I did see the private consultant yesterday. He was incredibly reassuring and confident that he could operate successfully. He said a full hysterectomy (although that’s my choice) with bowel resection would be optimal approach. I’m keen to try and keep my right ovary if I can go help me ease into menopause (I also have rheumatoid arthritis). He said this Is possible if the ovary is healthy and I understand the risks of keeping an ovary in. Ge told me that my hospital shouldn’t have even said they could do the bowel operation as they aren’t a registered endo centre. In terms of pain relief he said the only way I had left to go was morphine…. He also said he was INCREDIBLY surprised I had got this far woth minimal pain given how aggressive my endo actually is. I told him I get that the scabs show it was bad in may however I was functioning with way more good days than bad until I had the Mirena coil fitted. He said o would’ve ended up at this place eventually…. Anyway like I said very reassuring doctor. All pointless of course if we can’t afford the surgery. He said he will write to me costs etc…. So that’s another thing to worry about.

Hope you are feeling ok Hannah, o really appreciate you taking the time to reply to me and allowing me to ‘talk / vent’ to you, strangely it helps me.. especially when alone in my pain xxx

Endrocoops profile image
Endrocoops

reading these posts make me realise why it takes so many people years before they are diagnosed (everyone is so different!)

I assumed my pain was normal “growing, food, digestion” and everything in between that were regularly told is normal.

The biggest oddity for me is that I’ve always had fine periods 3 days long no pain(unless I’m in birth controll then they are awful).

My endro pain was always 4-5 days after my period and on a few odd random days in the month (very easy to put down to bad digestion) so at 29 I was officially diagnosed with endro stage 4 after moving to America where my doctor here took my symptoms seriosuly even though I only went in for a cyst(. In the UK I was also told all women get cysts they go down naturally.)
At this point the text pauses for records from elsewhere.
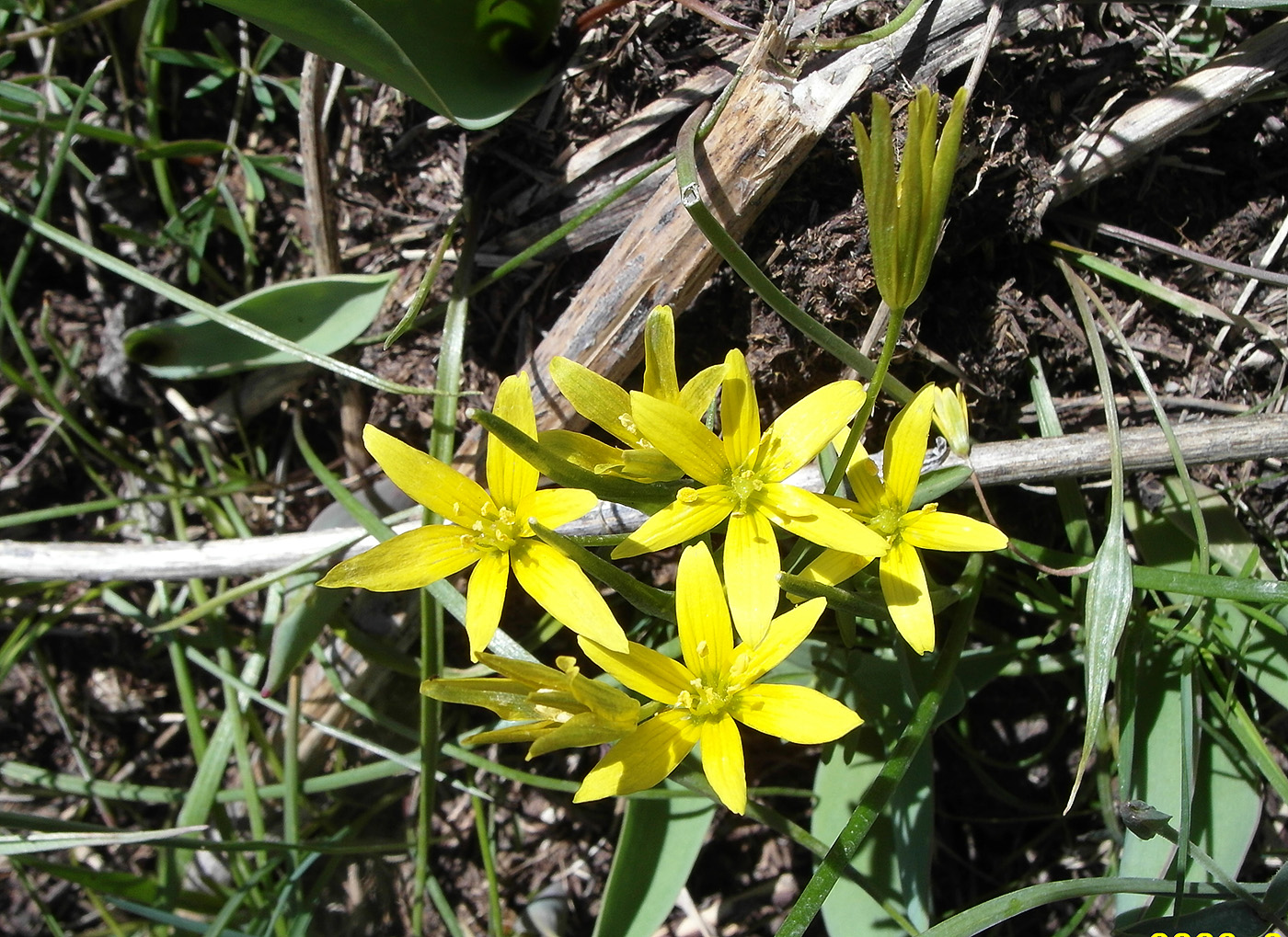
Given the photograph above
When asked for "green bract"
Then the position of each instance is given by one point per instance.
(907, 210)
(474, 62)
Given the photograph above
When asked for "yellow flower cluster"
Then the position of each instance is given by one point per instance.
(740, 482)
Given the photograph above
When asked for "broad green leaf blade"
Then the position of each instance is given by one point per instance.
(322, 314)
(656, 852)
(473, 61)
(894, 860)
(299, 628)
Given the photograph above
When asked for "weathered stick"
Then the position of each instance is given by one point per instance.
(995, 463)
(769, 125)
(1211, 90)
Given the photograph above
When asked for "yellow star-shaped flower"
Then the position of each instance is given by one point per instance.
(489, 529)
(715, 686)
(742, 476)
(609, 407)
(886, 508)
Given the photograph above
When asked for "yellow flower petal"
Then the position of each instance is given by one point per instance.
(431, 483)
(795, 714)
(643, 759)
(486, 598)
(953, 420)
(834, 566)
(595, 396)
(903, 585)
(553, 508)
(740, 414)
(751, 573)
(563, 589)
(701, 390)
(723, 763)
(408, 561)
(905, 448)
(706, 632)
(696, 512)
(643, 669)
(682, 438)
(660, 377)
(818, 521)
(807, 427)
(783, 636)
(931, 529)
(509, 477)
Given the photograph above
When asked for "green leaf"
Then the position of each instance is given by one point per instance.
(26, 843)
(1226, 798)
(894, 860)
(656, 852)
(1225, 918)
(473, 62)
(322, 314)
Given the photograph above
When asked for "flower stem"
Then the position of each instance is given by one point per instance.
(869, 402)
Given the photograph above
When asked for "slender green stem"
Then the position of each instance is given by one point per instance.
(1005, 907)
(905, 15)
(49, 186)
(442, 444)
(493, 892)
(691, 196)
(869, 402)
(876, 797)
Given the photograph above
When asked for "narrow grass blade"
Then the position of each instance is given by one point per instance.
(1110, 587)
(167, 291)
(26, 843)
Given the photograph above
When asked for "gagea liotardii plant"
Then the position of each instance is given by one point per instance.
(487, 528)
(743, 476)
(714, 688)
(609, 407)
(884, 502)
(549, 708)
(905, 210)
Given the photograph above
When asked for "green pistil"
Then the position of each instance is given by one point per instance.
(499, 529)
(744, 484)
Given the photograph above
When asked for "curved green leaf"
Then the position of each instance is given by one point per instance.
(321, 315)
(474, 62)
(656, 852)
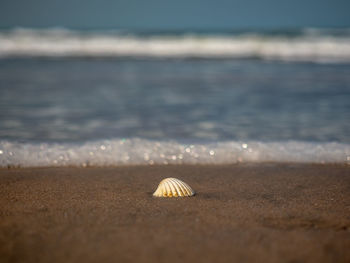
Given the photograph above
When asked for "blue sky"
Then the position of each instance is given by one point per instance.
(175, 14)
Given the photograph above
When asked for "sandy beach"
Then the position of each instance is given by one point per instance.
(241, 213)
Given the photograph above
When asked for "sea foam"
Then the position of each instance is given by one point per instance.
(135, 151)
(311, 45)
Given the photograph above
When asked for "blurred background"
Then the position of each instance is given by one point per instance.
(190, 72)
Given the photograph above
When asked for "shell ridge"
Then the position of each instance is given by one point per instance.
(185, 188)
(178, 188)
(173, 188)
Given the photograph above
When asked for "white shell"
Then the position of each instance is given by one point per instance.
(172, 187)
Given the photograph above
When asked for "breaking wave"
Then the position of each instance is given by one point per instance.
(118, 152)
(309, 45)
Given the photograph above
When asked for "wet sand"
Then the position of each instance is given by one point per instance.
(241, 213)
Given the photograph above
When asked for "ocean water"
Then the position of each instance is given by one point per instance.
(120, 98)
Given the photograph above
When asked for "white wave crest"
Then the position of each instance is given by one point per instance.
(145, 152)
(63, 43)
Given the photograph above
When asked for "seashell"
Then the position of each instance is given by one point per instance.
(172, 187)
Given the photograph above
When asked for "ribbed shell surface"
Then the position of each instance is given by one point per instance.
(172, 187)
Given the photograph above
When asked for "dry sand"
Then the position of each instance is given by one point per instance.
(241, 213)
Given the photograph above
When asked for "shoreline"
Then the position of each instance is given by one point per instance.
(249, 212)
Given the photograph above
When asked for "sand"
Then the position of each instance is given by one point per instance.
(241, 213)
diagnosed and operated on in less than six months. I scratch my head now as to why I was ok living with good and bad days and when it started and If I really think about it it’s probably been with me for years but we don’t clock it till it’s a serious day breaker (like when we get large blood filled cysts)

Hannah550 profile image
Hannah550 in reply to Endrocoops

Thank you for replying

You’re right everyone is so different with a theme of similar symptoms but nothing exactly identical

My flare ups were normally 8/9 days after my period but this time day 3 after and this period was less painful so I feel I’m really paying for that now, still at severe pain and off work and it’s now day 9 after

I was told the same thing about cysts here in the UK they don’t take them seriously. I had one when they scanned in Oct 2021 (told not to worry but they would refer me) and then when consultant wanted another scan in April it was still there but by the time of the operation in June it had burst and they confirmed it was an endo cyst and they had to clear up the mess inside

It sounds like the US are more switched on or just more aware of women’s issues. I hope they are taking good care of you now

We all seem to put up with the good and bad days and a lot of being fobbed off by health care professionals who don’t get it or want to get it

The surgeon/consultant who did my operation was shocked when I explained about my IBS/bowel movements and that I won’t consider ever moving in with someone so that part of my life doesn’t exist. She said that wasn’t right and my bowels not normal and on my discharge notes sent to the GP she put for it to be looked at it ASAP, had the GP appointment and she did absolutely nothing as all her colleagues before her!

Endrocoops profile image
Endrocoops

Hannah that sounds awful!!! I’m so sorry to hear this is the case for you :( I’ve told my doctor here that I would like one child and then a complete hysterectomy eggs included and she’s absolutly fine with helping me achieve that. She’s happy for me to try naturally or refer me for IVF. I would be to terrified of living day to day questioning weather or not my cysts were going to burst inside of me. After reading all these stories I’ll be sure to get this done before I come home!